Acabo de enterarme de que la productora yanqui Miramax anda aliñando un guión sobre los sucesos de Almería que, si todo funciona como debe, se convertirá en película en cuestión de un año. El mundo de Hollywood no suele caracterizarse por sus dotes para la denuncia, y naturalmente el producto rehuirá las aguas revueltas: por lo que he sabido la producción, cuyo título provisional es el de Muchas gracias, Bob Oppenheimer, será obra de Mark Gordon, curtido en citas bélicas como la del soldado Ryan de Spielberg, y se propone recuperar la historia del desastre ambiental sólo como telón de fondo para una trama romántica, o algo que permita que un par de actores se besen. La visión amable, almidonada y trivial de la catástrofe continúa sin más interferencias, lo que no deja de resultar alarmante observado desde la distancia que nos otorgan otros espantos de aspecto similar.

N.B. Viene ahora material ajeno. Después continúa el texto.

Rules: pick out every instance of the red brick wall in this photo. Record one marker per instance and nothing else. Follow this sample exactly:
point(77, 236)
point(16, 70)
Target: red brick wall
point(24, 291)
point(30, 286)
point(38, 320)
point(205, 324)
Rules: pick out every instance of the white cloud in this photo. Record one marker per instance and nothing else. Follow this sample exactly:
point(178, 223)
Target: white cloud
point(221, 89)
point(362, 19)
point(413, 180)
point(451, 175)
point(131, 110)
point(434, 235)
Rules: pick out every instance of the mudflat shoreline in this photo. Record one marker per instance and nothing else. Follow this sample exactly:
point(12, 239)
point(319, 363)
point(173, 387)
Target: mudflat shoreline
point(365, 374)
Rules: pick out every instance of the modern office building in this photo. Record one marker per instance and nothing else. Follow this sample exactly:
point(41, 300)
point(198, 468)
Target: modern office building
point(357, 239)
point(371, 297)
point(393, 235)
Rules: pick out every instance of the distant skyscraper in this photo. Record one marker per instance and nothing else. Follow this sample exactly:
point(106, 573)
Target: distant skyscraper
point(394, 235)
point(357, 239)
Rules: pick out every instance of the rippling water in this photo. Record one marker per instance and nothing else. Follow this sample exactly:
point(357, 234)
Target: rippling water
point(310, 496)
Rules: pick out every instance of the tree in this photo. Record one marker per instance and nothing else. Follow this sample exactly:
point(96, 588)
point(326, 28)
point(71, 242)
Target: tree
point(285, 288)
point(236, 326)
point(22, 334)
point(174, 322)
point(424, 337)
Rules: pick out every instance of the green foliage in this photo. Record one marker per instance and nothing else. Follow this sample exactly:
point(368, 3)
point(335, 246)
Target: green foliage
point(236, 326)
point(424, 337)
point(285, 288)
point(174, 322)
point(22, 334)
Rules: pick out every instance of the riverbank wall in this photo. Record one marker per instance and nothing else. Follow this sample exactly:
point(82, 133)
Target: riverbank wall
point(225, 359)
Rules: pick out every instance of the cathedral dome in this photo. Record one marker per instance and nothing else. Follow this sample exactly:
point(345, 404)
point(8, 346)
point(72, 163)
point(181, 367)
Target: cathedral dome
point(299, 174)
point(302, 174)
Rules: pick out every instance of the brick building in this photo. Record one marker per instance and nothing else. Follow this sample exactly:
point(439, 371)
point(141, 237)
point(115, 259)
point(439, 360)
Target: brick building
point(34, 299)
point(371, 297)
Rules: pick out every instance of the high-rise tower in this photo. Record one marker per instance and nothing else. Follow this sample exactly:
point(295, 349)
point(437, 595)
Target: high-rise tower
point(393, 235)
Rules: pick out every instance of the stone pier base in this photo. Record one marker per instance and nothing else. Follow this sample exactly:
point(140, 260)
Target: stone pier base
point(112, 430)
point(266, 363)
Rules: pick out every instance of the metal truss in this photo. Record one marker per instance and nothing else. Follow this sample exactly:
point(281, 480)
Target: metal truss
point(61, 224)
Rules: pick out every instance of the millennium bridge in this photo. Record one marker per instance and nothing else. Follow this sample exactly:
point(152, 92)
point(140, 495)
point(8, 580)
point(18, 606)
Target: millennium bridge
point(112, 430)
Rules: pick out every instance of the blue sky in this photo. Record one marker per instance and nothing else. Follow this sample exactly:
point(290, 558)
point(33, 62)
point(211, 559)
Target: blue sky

Me pregunto si la Fox se atreverá algún día a plantear una historia de amor y cuernos cuyo trasfondo sea ocupado por el desierto radiactivo de Chernóbil, o si la televisión autonómica gallega reunirá arrestos para aprovechar el derrame del Prestige con idéntica alegría argumental. Dicen que los desechos atómicos dejan cicatrices indelebles en el terreno que tiene la desgracia de acogerlos, que los niveles de toxicidad superan la barrera de lo tolerable por cualquier organismo durante una cantidad de años que hace pensar en eras geológicas, que ni la tierra ni el mar ni el aire pueden resistir en estado aceptable semejante inyección asesina de isótopos y energía sucia. En Palomares, sin embargo, cayeron cuatro proyectiles alimentados con plutonio cuyo poder mortífero pareció desvanecerse en cuanto un ministro barrigón se dio un remojo en una playa que, por otra parte, muchos dicen hallarse a bastante distancia de la que minó el ejército norteamericano. A mí a veces me preocupa que cosas así puedan olvidarse con la ligereza necesaria como para pensar en los labios de Julia Roberts u otra profesional del ramo, pero quizá en Palomares más que en ningún otro lugar se haga cierta aquella frase de Schnitzler: "La felicidad consiste en disponer de buena salud y de mala memoria".